Name: Mrs. Kathleen Jones Gender: Female
Age: 41 Ethnicity: Caucasian
Education: Associates Degree Income: Private employment, Private Insurance
Religious/Spirituality: Methodist Family: Husband, Son 22 diagnosis of schizophrenia, Daughter 16 deceased suicide 1 year ago
Diagnosis: Major Depressive Disorder (MDD)

Chief Complaint

"There is no point to my life, I want to end it all."

History of Present Illness

Client admitted following husband calling an ambulance when Kathleen was found unconscious in the family home. Kathleen has been on the unit for 3 weeks, she has limited interaction with other clients in the milieu. She prefers to sit alone near the window and keeps her body in a hunched position with her eyes downcast.

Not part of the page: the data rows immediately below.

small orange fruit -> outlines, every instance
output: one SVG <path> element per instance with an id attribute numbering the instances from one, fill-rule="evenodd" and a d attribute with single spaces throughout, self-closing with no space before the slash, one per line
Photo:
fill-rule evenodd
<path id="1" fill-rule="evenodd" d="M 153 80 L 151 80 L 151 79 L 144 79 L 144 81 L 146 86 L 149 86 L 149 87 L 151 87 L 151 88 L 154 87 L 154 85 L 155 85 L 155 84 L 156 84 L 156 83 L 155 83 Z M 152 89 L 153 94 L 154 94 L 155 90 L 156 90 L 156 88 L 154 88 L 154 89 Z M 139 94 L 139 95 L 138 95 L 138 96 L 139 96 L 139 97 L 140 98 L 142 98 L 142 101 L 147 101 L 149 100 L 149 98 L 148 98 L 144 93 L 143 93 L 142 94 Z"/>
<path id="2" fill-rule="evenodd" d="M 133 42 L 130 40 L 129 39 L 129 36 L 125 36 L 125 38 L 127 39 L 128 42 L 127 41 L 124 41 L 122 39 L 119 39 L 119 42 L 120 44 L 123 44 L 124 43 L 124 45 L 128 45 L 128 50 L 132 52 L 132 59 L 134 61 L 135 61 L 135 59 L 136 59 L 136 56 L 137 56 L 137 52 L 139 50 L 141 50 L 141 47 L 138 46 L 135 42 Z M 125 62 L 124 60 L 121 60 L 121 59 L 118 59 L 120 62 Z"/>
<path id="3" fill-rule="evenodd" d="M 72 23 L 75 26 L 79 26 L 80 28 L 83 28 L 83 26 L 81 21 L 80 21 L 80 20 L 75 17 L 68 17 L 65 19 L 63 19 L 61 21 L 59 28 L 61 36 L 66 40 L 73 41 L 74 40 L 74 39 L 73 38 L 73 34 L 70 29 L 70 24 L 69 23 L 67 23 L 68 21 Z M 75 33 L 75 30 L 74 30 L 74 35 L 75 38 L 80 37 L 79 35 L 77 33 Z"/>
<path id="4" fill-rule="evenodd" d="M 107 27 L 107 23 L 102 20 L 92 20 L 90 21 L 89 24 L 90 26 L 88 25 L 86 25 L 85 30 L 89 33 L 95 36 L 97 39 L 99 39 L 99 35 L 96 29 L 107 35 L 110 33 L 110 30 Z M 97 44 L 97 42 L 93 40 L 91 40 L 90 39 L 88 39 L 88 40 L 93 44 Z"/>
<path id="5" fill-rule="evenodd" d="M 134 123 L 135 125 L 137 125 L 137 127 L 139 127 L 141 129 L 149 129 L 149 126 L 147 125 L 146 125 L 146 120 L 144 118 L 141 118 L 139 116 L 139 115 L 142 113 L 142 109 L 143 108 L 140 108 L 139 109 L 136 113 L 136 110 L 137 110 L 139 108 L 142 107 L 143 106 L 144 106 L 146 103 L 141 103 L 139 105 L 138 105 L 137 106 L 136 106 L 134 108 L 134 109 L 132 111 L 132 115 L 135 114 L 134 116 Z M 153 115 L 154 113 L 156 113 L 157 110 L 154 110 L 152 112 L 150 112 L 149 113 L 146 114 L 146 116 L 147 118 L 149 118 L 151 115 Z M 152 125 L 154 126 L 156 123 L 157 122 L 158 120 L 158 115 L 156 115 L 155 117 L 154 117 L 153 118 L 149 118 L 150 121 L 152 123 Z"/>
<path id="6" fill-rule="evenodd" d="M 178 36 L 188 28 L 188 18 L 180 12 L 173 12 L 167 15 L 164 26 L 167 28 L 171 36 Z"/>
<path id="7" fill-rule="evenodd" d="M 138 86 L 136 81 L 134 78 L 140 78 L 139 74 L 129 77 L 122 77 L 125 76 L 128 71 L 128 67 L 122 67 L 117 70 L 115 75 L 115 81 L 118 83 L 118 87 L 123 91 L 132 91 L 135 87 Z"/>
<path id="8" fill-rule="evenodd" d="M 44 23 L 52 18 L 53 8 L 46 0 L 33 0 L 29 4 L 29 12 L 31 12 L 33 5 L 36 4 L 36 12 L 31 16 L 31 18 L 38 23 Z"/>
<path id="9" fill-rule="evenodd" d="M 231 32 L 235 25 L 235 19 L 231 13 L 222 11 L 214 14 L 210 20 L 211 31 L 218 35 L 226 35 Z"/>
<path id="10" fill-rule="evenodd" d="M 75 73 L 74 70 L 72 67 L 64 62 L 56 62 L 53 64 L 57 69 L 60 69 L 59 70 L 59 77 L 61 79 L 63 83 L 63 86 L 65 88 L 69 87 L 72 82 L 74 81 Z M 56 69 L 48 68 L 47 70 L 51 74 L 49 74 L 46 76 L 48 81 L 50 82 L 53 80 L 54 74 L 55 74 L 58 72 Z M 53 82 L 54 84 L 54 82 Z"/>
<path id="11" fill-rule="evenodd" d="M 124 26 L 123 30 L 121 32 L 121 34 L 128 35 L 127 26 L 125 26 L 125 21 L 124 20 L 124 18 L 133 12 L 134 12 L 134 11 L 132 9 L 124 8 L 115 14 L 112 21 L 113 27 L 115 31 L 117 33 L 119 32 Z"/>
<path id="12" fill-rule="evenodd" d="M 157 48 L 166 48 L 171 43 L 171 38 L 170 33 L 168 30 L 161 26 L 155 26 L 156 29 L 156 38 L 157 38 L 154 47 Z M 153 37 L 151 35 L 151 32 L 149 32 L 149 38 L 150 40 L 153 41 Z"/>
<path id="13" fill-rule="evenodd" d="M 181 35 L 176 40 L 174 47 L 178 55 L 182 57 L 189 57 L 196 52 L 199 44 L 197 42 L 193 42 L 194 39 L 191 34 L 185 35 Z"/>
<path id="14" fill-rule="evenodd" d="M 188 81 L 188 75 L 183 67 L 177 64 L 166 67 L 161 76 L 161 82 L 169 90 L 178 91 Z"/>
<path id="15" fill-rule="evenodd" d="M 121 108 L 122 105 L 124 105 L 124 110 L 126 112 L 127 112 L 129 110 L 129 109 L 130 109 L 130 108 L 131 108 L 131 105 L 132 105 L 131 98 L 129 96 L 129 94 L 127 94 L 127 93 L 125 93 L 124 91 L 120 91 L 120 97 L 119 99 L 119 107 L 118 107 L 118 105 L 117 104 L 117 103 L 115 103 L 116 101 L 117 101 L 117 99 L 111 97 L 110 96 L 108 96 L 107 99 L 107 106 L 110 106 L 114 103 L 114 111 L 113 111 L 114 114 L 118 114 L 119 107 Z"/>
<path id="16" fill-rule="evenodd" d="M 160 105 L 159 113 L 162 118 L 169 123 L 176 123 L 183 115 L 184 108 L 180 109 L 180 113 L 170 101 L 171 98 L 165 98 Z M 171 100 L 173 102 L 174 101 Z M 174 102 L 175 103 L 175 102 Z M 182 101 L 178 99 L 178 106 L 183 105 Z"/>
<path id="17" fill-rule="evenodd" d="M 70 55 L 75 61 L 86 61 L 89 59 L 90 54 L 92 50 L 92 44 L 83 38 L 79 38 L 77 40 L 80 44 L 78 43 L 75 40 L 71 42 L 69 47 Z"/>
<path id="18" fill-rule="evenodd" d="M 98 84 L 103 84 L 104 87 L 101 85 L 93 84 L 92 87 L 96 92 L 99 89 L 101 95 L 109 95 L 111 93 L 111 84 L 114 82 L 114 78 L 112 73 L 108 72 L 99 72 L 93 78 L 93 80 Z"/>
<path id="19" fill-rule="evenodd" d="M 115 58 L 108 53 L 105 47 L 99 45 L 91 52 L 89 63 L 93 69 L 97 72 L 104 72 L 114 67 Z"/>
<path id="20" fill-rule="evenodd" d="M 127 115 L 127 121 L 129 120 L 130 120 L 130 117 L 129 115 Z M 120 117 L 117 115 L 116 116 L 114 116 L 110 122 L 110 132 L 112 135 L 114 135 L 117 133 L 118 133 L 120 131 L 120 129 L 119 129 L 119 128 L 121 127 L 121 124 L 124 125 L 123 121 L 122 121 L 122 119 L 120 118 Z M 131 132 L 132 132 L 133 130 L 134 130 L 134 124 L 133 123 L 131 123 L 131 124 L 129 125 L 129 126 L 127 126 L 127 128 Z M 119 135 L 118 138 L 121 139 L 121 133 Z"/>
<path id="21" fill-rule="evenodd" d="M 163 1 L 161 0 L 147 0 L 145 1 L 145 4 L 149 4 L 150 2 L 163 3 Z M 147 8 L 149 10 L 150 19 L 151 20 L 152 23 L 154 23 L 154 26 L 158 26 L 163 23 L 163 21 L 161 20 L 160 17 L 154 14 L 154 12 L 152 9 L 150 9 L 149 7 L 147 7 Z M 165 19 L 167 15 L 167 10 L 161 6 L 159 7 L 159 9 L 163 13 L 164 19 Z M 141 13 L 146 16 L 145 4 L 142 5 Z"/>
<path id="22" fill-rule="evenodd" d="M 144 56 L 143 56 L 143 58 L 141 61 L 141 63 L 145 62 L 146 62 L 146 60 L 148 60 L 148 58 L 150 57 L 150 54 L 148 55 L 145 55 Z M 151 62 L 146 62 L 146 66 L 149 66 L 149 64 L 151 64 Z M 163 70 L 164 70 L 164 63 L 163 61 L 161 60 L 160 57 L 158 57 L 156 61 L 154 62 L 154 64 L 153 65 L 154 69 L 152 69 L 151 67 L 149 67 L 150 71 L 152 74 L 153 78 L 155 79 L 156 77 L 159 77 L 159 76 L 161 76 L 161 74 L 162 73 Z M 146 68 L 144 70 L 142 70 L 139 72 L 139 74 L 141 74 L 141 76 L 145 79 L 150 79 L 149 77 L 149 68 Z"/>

Kathleen admits to taking several of her sleeping pills in an attempt to commit suicide. Kathleen's husband has limited contact with her and when he does visit he makes no physical contact and only stays briefly. The client and her husband do not appear to converse when he visits.

Kathleen has stated several times in therapy that she intends to attempt suicide again if given the chance and has recently been discovered cheeking her pills.

Past Psychiatric History

No previous psychiatric treatment or hospitalizations. Prescriptions for escitalopram and zolpidem. Under care of a general physician for medication.

Substance Abuse History

Patient has history of tobacco and alcohol use, denies recreational drug use. Pt. spouse confirms.

Family History

Client's parents both alive ages 70 (mother) and 86 (father) and have no psychiatric history. Both parents have hypertension and her father has type II diabetes. Client has 1 brother (age 45) with a diagnosis of hyperlipidemia, hypertension and bipolar disorder.

Social History

Client born and raised in the United States. Father in the military and frequently moved during childhood. Client married her husband at age 18 and had 2 children. A son who is 22 with a diagnosis of paranoid schizophrenia and a daughter that would be 17, died 1 year ago at the age of 16 to suicide. She is an accountant and financial advisor. She is insured and on FMLA. No financial concerns. Client is Methodist and questioning her faith in a higher power. Has a prior history of alcohol addiction and frequented Alcoholics Anonymous meetings prior to the death of her daughter when she began drinking again.

Mental Status Exam

Client presenting to the day room in pajamas, states that she is too tired to dress. Has not showered in several days and has a stooped posture. She has orders for psychotherapy and group therapy and states that there is no point in attending because nobody could understand what she is going through. She continually attempts to go back to her room and has begun hiding pills during medication pass, which was discovered upon a room search.

Past Medical History

Wisdom teeth removal 15 years ago

Cesarean section 22 years ago and 17 years ago

Medications

Escitalopram 20 mg PO Daily

Zolpidem 10 mg PO HS

Allergies

Aspirin

PCN

For this case study please answer the following questions, scholarly writing is expected. Please see the rubric for additional details.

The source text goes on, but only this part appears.